Material and Methods: Fresh postmortem peritoneum tissues were cut into 8 identical pieces and fixed at different spatial places A-H considering the asymmetrical abdominal cavity in 2cm-,4cm- and 8cm- ex vivo models. Ex vivo experiment performed using a novel prototype, that sprayed about 30-μm droplets at flow rate of 30ml/min under the pressure of 7 bars. Methylene blue staining aera on six faces in the three ex vivo models were observed with naked eyes. The penetration depth was evaluated with the depth of concentrated diffusion (DCD) and the depth of maximal diffusion (DMD) of doxorubicin using confocal laser scanning microscopy after the application of 4,6-diamidino-2-phenylindole to the tissue specimens. The counted highest number of DCD and DMD was performed to compare the score of three ex vivo models.

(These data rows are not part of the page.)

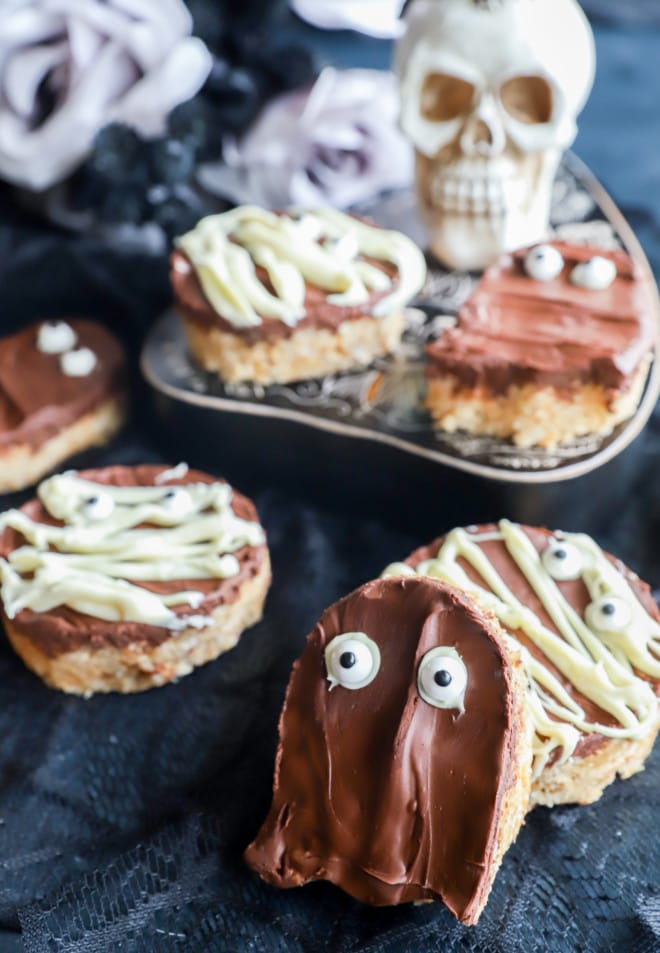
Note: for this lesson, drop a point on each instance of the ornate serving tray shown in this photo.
(383, 404)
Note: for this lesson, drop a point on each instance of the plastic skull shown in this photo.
(490, 93)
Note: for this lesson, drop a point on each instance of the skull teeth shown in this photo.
(473, 196)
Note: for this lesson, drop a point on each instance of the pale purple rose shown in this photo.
(338, 144)
(69, 67)
(378, 18)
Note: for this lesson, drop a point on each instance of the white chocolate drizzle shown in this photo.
(603, 666)
(323, 247)
(91, 562)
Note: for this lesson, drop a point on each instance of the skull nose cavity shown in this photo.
(482, 136)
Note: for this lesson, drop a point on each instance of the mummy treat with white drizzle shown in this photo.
(127, 578)
(61, 391)
(590, 636)
(275, 297)
(554, 344)
(403, 767)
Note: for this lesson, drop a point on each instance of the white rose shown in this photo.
(338, 144)
(69, 67)
(376, 17)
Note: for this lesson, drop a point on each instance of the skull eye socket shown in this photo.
(445, 97)
(529, 99)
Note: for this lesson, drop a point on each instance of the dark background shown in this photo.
(159, 793)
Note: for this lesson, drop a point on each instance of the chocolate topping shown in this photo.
(574, 591)
(64, 630)
(376, 790)
(37, 400)
(320, 313)
(514, 330)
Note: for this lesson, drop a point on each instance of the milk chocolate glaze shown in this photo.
(575, 591)
(515, 330)
(64, 630)
(376, 790)
(37, 400)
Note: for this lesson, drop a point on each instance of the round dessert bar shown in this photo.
(589, 631)
(126, 578)
(61, 391)
(403, 766)
(554, 344)
(272, 298)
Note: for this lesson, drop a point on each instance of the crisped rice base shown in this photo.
(309, 352)
(23, 465)
(532, 416)
(140, 666)
(583, 780)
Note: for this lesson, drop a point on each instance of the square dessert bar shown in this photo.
(554, 344)
(272, 298)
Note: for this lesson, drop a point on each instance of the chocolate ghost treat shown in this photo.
(271, 298)
(61, 391)
(554, 344)
(589, 632)
(402, 771)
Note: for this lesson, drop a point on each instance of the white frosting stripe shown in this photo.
(323, 247)
(91, 563)
(601, 665)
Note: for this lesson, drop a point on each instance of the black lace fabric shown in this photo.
(124, 818)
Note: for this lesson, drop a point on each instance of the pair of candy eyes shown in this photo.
(564, 563)
(58, 337)
(101, 506)
(353, 660)
(545, 262)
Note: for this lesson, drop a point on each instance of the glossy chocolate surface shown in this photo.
(37, 400)
(515, 330)
(376, 790)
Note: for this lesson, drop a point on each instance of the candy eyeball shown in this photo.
(98, 507)
(442, 678)
(56, 337)
(352, 660)
(78, 363)
(562, 560)
(178, 501)
(608, 614)
(597, 274)
(543, 263)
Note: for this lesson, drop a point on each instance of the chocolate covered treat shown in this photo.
(402, 771)
(554, 344)
(271, 298)
(61, 391)
(589, 632)
(126, 578)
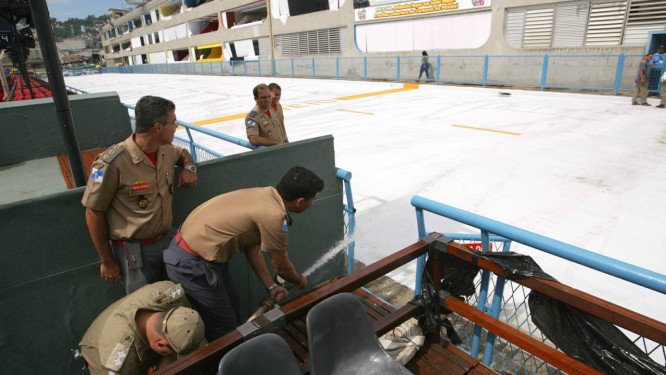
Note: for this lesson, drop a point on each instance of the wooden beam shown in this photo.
(204, 359)
(618, 315)
(550, 355)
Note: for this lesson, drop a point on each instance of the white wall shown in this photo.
(463, 31)
(157, 58)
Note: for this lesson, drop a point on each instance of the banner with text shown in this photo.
(417, 8)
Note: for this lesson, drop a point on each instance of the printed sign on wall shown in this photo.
(416, 8)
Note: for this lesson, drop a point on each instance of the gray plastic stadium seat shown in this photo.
(341, 340)
(264, 354)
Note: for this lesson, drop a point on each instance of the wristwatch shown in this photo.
(191, 167)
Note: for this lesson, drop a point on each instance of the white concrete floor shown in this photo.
(588, 170)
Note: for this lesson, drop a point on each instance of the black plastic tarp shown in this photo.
(583, 336)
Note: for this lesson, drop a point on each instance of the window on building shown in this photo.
(585, 23)
(644, 16)
(313, 42)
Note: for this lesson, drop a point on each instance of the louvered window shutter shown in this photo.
(514, 27)
(570, 24)
(644, 16)
(606, 22)
(538, 27)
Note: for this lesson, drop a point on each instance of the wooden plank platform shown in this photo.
(432, 358)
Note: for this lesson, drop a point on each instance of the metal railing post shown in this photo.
(193, 150)
(420, 261)
(544, 72)
(397, 64)
(498, 295)
(337, 67)
(483, 297)
(485, 70)
(345, 176)
(618, 74)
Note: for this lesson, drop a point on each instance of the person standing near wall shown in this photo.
(662, 91)
(129, 195)
(276, 94)
(252, 221)
(656, 68)
(641, 82)
(261, 124)
(425, 65)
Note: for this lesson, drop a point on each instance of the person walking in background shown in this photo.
(662, 91)
(425, 65)
(276, 94)
(641, 82)
(261, 124)
(656, 68)
(129, 194)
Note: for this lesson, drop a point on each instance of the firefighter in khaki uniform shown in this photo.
(276, 94)
(129, 194)
(249, 221)
(144, 330)
(262, 123)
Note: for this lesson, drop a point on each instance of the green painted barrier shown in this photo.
(50, 289)
(100, 121)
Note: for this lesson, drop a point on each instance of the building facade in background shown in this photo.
(172, 31)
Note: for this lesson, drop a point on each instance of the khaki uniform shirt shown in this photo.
(135, 195)
(258, 123)
(113, 342)
(280, 121)
(225, 225)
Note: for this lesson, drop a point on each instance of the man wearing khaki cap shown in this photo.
(146, 329)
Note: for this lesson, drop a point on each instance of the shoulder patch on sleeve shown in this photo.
(119, 353)
(110, 153)
(170, 295)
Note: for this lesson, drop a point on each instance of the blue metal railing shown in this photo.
(613, 72)
(622, 270)
(202, 153)
(350, 210)
(517, 315)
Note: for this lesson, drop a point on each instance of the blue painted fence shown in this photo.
(510, 306)
(614, 73)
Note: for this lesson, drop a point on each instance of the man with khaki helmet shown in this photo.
(143, 331)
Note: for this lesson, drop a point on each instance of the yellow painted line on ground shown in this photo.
(220, 119)
(405, 87)
(485, 129)
(349, 110)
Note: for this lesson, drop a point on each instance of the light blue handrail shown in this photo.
(555, 70)
(212, 133)
(342, 174)
(637, 275)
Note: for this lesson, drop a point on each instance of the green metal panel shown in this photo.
(100, 121)
(50, 290)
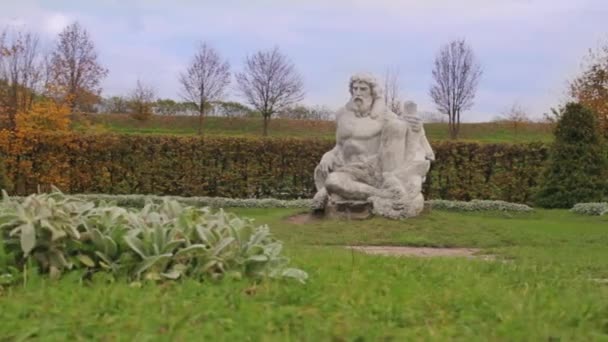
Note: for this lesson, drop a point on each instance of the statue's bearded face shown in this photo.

Results: In terms of the distribution, the 4cm- and 8cm-ex vivo models showed more stained faces than the 2cm-ex vivo model, the closer nozzle to the bottom of the model, the more unevenly distributed methylene blue was observed. With different nozzle positions, the best tissue penetration found at different tissue sample and the pattern of doxorubicin penetration in the 8 sample tissues change accordingly. After we counted the number of the highest DCD and DMD values and found that 4cm-ex vivo model showed the highest score of 5 (62.5%).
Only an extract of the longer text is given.